Having grown up in South Florida I feel like I'll be well prepared. I know that Wilma was no Katrina, but I think we could all agree that Wilma dramatically changed large parts of South Florida. In all reality though I'll be sticking pretty close to the French Quarter/Downtown region. I won't really be making a beeline to the Lower 9th Ward.


----------



## Donctor (May 24, 2010)

battalion51 said:


> Having grown up in South Florida I feel like I'll be well prepared. I know that Wilma was no Katrina, but I think we could all agree that Wilma dramatically changed large parts of South Florida. In all reality though I'll be sticking pretty close to the French Quarter/Downtown region. I won't really be making a beeline to the Lower 9th Ward.


----------



## NativeSon5859 (May 24, 2010)

battalion51 said:


> Having grown up in South Florida I feel like I'll be well prepared. I know that Wilma was no Katrina, but I think we could all agree that Wilma dramatically changed large parts of South Florida. In all reality though I'll be sticking pretty close to the French Quarter/Downtown region. I won't really be making a beeline to the Lower 9th Ward.

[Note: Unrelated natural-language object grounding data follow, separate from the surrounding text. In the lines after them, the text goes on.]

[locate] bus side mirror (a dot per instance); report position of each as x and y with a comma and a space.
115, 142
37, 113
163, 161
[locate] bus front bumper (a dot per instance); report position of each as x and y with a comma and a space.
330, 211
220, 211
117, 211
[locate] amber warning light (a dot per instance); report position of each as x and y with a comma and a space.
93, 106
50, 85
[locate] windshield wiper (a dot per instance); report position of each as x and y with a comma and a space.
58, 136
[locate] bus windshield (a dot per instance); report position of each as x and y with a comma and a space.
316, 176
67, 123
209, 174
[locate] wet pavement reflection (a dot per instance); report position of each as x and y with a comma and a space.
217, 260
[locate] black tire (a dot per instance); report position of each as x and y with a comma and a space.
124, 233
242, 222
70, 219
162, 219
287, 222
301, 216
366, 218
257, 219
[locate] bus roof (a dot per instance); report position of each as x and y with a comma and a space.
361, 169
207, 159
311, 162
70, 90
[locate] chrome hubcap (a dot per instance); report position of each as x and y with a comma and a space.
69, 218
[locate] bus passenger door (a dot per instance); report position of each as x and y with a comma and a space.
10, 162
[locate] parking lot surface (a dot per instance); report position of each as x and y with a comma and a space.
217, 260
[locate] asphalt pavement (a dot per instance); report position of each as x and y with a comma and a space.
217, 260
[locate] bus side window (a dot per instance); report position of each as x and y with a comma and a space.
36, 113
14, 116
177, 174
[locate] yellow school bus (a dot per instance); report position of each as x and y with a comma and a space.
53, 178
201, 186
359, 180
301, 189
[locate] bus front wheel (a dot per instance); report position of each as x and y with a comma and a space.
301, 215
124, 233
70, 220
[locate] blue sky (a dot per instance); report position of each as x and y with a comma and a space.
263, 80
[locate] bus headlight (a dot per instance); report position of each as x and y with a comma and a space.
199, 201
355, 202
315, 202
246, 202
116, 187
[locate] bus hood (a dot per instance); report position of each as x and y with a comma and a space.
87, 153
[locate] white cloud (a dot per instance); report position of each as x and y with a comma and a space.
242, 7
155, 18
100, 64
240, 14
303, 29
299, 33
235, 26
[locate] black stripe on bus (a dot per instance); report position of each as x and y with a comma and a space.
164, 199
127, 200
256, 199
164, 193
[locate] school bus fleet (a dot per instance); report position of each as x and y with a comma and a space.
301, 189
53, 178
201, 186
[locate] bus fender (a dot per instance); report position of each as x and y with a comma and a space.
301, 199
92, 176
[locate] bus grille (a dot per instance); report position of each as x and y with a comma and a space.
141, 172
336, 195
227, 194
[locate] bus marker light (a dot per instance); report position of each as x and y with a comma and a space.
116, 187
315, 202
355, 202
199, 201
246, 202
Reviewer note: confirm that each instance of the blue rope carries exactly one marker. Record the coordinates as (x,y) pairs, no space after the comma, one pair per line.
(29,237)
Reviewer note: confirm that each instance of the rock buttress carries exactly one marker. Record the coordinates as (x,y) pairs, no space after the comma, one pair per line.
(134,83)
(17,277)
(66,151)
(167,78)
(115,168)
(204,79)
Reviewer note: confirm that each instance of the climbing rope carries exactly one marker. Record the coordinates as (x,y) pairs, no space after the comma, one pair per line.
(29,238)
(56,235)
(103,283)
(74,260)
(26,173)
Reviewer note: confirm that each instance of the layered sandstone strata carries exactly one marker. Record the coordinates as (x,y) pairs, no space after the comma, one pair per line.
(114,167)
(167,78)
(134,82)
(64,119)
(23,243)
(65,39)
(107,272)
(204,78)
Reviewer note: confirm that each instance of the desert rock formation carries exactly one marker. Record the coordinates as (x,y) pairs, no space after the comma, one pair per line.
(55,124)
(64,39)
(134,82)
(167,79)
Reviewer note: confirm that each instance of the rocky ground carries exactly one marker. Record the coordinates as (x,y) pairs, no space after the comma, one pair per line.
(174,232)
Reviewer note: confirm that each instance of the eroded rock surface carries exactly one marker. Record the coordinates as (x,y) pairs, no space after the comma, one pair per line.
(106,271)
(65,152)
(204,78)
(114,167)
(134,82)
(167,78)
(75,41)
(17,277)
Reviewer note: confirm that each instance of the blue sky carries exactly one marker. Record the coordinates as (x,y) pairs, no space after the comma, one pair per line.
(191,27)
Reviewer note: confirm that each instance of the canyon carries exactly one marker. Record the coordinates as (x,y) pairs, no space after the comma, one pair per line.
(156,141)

New Orleans is back for the most part. Some residential areas are still rebuilding, but the downtown/CBD/riverfront area...it's as if nothing ever happened. Be sure to take a ride on the St. Charles Streetcar line. Also the Canal Streetcar to the New Orleans Museum of Art/City Park is a nice ride. Enjoy your stay in New Orleans and try to get off Bourbon Street for at least a few hours lol.

BTW...that $47 upgrade deal is a steal...I take advantage of that quite often!


----------



## NativeSon5859 (May 24, 2010)

Amtking said:


> battalion51 said:
> 
> 
> > The only time I've ever been to NOL was on a layover back in 04 when I connected from the Sunset (JAX-NOL) to the City (NOL-CHI). Bourbon Street here we come!
> ...


Much...much...has changed since 2007. It's as close to normal as it's been since the storm. Some residential areas are still rebuilding, but as visitors, it's pretty much back to its pre-Katrina state.


----------



## Jack Boudreaux (May 24, 2010)

battalion51 said:


> Having grown up in South Florida I feel like I'll be well prepared. I know that Wilma was no Katrina, but I think we could all agree that Wilma dramatically changed large parts of South Florida. In all reality though I'll be sticking pretty close to the French Quarter/Downtown region. I won't really be making a beeline to the Lower 9th Ward.

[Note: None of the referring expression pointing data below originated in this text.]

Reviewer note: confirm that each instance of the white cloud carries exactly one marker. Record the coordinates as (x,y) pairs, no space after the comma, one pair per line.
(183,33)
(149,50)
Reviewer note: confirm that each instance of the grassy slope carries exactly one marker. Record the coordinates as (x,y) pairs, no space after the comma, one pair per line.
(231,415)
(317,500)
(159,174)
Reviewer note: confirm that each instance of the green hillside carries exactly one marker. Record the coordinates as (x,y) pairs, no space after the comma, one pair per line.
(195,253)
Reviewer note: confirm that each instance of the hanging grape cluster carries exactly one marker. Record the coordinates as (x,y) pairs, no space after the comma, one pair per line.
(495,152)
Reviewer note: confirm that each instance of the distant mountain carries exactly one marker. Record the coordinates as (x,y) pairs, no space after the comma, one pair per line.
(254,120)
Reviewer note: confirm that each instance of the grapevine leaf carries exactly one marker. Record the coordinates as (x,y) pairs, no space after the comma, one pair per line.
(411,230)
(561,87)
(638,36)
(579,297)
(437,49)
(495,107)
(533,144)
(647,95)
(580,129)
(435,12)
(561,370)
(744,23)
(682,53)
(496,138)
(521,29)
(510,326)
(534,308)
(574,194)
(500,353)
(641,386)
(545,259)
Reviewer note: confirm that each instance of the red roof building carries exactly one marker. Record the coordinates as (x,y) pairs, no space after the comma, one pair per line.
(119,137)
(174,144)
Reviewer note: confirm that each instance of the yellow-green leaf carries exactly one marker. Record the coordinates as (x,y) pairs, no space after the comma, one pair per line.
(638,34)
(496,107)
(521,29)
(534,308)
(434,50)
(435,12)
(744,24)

I hope you have a wonderful time. It is probably a good time to come down. Not much going on right now so not to many tourists. However as I'm sure you are aware because of the oil spill seafood might be hard to come by and expensive.


----------



## Bill Haithcoat (May 24, 2010)

battalion51 said:


> As a follow up to this I just made my reservations for my girlfriend and myself. We'll be heading out of Atlanta in Room 5 of the 1910 and coming back in Room 8 of the 2010. Definitely excited for a trip on a new train, new mileage, and to a new city. The only time I've ever been to NOL was on a layover back in 04 when I connected from the Sunset (JAX-NOL) to the City (NOL-CHI). Bourbon Street here we come!
> By the way, we got a freaking steal on these rooms. It was $47 each way to upgrade to a sleeper. For both of us to be able to get three meals in the dining car it will definitely be worth it. Not to mention the privacy we'll get in a room versus being in coach.



You will see Tuscaloosa from the train this time. I recall you have visited before. I remember that because my sister went to school at ALA.

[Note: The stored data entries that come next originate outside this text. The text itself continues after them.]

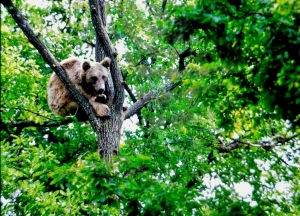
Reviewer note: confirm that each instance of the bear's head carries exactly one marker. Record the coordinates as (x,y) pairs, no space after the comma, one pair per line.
(95,75)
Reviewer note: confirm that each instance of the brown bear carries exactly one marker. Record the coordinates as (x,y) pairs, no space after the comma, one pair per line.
(89,78)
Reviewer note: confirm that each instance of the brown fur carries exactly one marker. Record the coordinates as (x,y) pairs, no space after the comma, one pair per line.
(89,79)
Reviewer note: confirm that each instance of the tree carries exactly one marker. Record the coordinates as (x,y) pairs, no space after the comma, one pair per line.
(215,103)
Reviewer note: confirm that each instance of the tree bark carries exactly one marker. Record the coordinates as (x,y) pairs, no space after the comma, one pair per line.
(110,130)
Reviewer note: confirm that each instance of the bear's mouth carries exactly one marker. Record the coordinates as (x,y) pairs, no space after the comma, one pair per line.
(100,91)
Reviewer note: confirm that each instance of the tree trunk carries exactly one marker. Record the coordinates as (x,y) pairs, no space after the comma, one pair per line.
(110,131)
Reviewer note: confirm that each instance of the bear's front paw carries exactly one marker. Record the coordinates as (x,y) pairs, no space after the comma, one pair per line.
(101,98)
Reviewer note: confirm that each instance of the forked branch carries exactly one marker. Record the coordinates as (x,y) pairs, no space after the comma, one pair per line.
(52,62)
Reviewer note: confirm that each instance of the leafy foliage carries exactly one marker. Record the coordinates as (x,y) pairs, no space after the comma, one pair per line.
(240,84)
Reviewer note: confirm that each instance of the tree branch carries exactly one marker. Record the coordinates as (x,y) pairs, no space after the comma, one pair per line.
(276,140)
(108,49)
(133,98)
(139,104)
(186,53)
(52,62)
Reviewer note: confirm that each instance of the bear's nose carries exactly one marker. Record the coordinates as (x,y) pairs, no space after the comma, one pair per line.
(100,91)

You will see the BHM station is even smaller than the ATL.

At one time BHM had a large and beautiful station called Terminal Station. It hosted 6 or 7 railroads. It is now torn down. Then there was the smaller station which just served the Louisvlle and Nashviile. It got a new building in 1960.

Long story short: it evolved to the train today called the Crescent , only train left, to use what had been the old L&N depot. This tiny staton actually gave a more direct line trough town from NYP to NOL than the old Terminal Station. Th FLoridian once served this station also.

Much of the building has been torn down, really ugly what is left of it, I will not deny.

Oh, and BTW, have a great trip!!


----------



## Samlata (Dec 8, 2010)

I am considering the Crescent R/T from NYP to Atlanta to attend a conference - how plentiful are cabs at the Atlanta station?


----------



## GaSteve (Dec 8, 2010)

Samlata said:


> I am considering the Crescent R/T from NYP to Atlanta to attend a conference - how plentiful are cabs at the Atlanta station?


There should be plenty and the MARTA #110 bus stops right across the street from the station going both ways.


----------



## me_little_me (Dec 8, 2010)

Samlata said:


> I am considering the Crescent R/T from NYP to Atlanta to attend a conference - how plentiful are cabs at the Atlanta station?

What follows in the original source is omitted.